Obama Has Failed the World on Climate Change,” blares a Spiegel op-ed by Christian Schwägerl.  The essay is another data point in the growing notion that the new American president’s aura is fading on the other side of the Atlantic.

[F]ew people expected that Barack Obama, of all people, would continue his predecessor’s climate change plan. When he took office at the beginning of 2009, it was clear that the success of the UN Climate Change Summit in Copenhagen in December depended almost entirely on the US — that America needed to take a clear leadership role on a problem that could shake civilization to its very core.

Only if the US manages to reduce its excessive energy consumption, commit itself to mandatory CO2 emission reduction targets and help finance poorer countries’ move away from oil is there still a chance that countries like China and India will do the same and that a dangerous warming of the Earth can be stopped. On the weekend, Obama announced that there would be no agreement on binding rules in Copenhagen. It was the admission of a massive failing — and the prelude to a truly dramatic phase of international climate policy.

Barack Obama cast himself as a “citizen of the world” when he delivered his well-received campaign speech in Berlin in the summer of 2008. But the US president has now betrayed this claim. In his Berlin speech, he was dishonest with Europe. Since then, Obama has neglected the single most important issue for an American president who likes to imagine himself as a world citizen, namely, his country’s addiction to fossil fuels and the risks of unchecked climate change. Health-care reform and other domestic issues were more important to him than global environmental threats. He was either unwilling or unable to convince skeptics in his own ranks and potential defectors from the ranks of the Republicans to support him, for example, by promising alternative investments as a compensation for states with large coal reserves.

American conservatives are reveling in a bit of Schadenfreude over the bursting of this bubble.

None of this should surprise anyone, however.  Obama faced outsized expectations — largely of his own creation, admittedly — that were simply never going to be realized.  Yes, as Bruce McQuain points out, there is “rampant anti-Americanism” in Europe that wasn’t going to go away simply because the new guy was less confrontational.

More importantly, however, despite shared core values, the United States and its European allies have very different political agendas. As I wrote just over a year ago,

I’m less sanguine than my boss on a rapid improvement in the U.S. relationship with our European allies.  While I agree that a fresh start is helpful given where we are now and that Obama’s temperament is more soothing than Bush’s, I tend to agree with Paul Heutching that, “Obama is an American politician, and he will govern like an American president.”  Likewise, France, Germany, the UK, and the rest of our European cousins will continue to pursue their own agendas.

Now, Obama’s personal ideology on climate change and other environmental issues is much closer to that of the European leaders than was his predecessor’s.  But there’s simply no way that Obama is going to swim upstream on this one in the midst of two shooting wars, a global recession, and a major fight to reform the healthcare system. 
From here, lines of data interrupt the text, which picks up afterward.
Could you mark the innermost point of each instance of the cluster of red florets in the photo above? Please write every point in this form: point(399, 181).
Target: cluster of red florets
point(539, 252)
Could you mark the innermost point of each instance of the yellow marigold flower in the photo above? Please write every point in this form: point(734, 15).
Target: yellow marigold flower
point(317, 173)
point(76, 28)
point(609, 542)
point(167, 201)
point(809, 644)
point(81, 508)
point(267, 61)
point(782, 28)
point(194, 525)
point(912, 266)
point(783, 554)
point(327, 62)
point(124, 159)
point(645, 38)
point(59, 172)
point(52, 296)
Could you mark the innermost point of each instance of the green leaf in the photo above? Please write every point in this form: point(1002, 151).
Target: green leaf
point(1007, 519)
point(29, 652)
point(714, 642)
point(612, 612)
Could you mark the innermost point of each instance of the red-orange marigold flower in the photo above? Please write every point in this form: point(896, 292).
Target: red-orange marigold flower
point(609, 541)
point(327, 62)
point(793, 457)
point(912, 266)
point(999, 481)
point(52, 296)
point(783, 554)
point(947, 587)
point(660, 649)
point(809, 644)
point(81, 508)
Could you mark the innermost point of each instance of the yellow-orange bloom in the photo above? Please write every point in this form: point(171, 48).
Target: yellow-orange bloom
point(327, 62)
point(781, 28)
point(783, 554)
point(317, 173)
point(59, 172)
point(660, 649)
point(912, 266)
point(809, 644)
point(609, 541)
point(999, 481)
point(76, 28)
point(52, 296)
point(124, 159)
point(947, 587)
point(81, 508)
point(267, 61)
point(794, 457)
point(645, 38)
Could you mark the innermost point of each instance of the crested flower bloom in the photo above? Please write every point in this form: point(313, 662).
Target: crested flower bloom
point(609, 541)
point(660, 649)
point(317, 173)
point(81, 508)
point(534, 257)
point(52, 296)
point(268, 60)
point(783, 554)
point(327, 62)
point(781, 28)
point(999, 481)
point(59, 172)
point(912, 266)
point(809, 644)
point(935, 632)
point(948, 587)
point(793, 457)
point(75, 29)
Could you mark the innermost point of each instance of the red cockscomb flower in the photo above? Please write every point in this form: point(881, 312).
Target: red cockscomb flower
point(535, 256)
Indeed, Bob Manning predicted as much last December in this space.

As for the U.S., though President-Elect Obama displays a good understanding of the climate issue, its urgency and is surrounded by greener-than-thous advisors and has developed ideas to address it, it is difficult to see Congress passing such legislation in the midst of a recession that  is expected to last through 2009 and perhaps beyond.  Just as energy prices have started to drop sharply to $40 a barrel, how to you tell Joe the Plumber that his gas and electric bills will have to be increased by 20 percent to meet climate targets?

Obama is a cautious, pragmatic politician.  This is a fight he can’t win.  He’ll therefore avoid entering the ring.

James Joyner is managing editor of the Atlantic Council.